フェイシングのしょっぱい思い出

☆伝統的占星術の本邦初の基本書?
 日本語の基本書はありませんでした。クリスチャンアストロロジーⅠ(CAⅠ)は基本書 ですけれどリリーはモダン占星術の祖なのでやや特殊です。
 伝統的占星術の日本語の入門書や参考書なら下記二冊があります。二冊ともコストパフォーマンスがよくないのが泣き所。

 当ブログを読むのにあると便利な伝統的占星術の日本語本

 ダイクス博士の「現代占星術家のための伝統占星術入門」
 伝統的占星術の用語を日本語で修得したいなら必携です。入門(方向づけ、針路を示す)には最適ですけれど、やや物足らない。中級を目指すなら後述するITAのほうが適しています。このレベルで難しいと感じるなら占星術に向いていないのかもしれません。ただ書籍と読者の間に相性はあります。
 占星術の哲学的背景に興味があるなら、英語でも、この本以外に選択肢がありません。伝統的占星術のコンセプト(運命感)は特にストア派ネオプラトニズムの影響が大きい。

 Kuni.Kawachi氏の「星の階梯Ⅰ」
 近日Ⅱが出るようなので、ある程度知識がある方ならこちらのほうがおすすめ。羅列的な本で参考書ですけれど、ダイクス博士の英語本「introductions to traditional astrology」略してITAほど羅列的ではありません。
 なお英語が苦手でもITAは読めます。載っている123個の図(figure)だけでもITAを買う価値はあります。伝統的占星術はそんなに甘くないということを思い知るという効用もあります。これでやる気が出るなら占星術に向いています。

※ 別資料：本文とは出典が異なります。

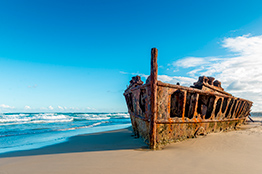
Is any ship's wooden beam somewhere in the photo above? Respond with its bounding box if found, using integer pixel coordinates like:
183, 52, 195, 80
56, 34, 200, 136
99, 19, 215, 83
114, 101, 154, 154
149, 48, 158, 149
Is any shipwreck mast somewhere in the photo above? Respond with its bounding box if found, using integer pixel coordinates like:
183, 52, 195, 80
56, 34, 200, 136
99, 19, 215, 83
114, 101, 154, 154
149, 48, 158, 149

 両者とも基本書ではなくチャートの読み方は書いてありません。チャートの読み方はコースやゼミナールの講師の飯のタネなので書いてないのは当然です。

 どんな学問でも応用力を身につけるのに必要なのはいわゆる基本書です。たとえば経済学なら一昔前まではサムエルソンの「economics」。ケインズ経済学に限れば今でも基本書の定番なのかも。モダン占星術ならマーガレット・ホーンの「the modern text-book of astrology」。ホーンの影響は大きかった。日本では業界トップと目されている占星術師が最初に読んだ英語の本がホーンらしい。別のある高名な先生の著書は、「マーガレット・ホーンの直訳である」とまで業界中で評されたほど。ちなみに当ブログではモダン占星術であってもホーンは推していません。当ブログが推す20世紀モダンは、モダンの巨匠”御三家”、Sepharial, Carter & Robsonです。それはさておき、
 本日4月5日?に「伝統的占星術」の基本書(?)が発売されるようです。日本初の快挙でしょう。ページ数からすると本格的な基本書のように思えます。どんなテクニックが解説されているのか、まことに楽しみです。テクニックの多彩さが伝統的占星術の一つのウリです。テクニックが多すぎて手に負えません。一つの料理にすべての調味料を投入するわけにはいきません。どういう料理ならどの調味料を適宜投入していくか、基本書なくして修得は困難です。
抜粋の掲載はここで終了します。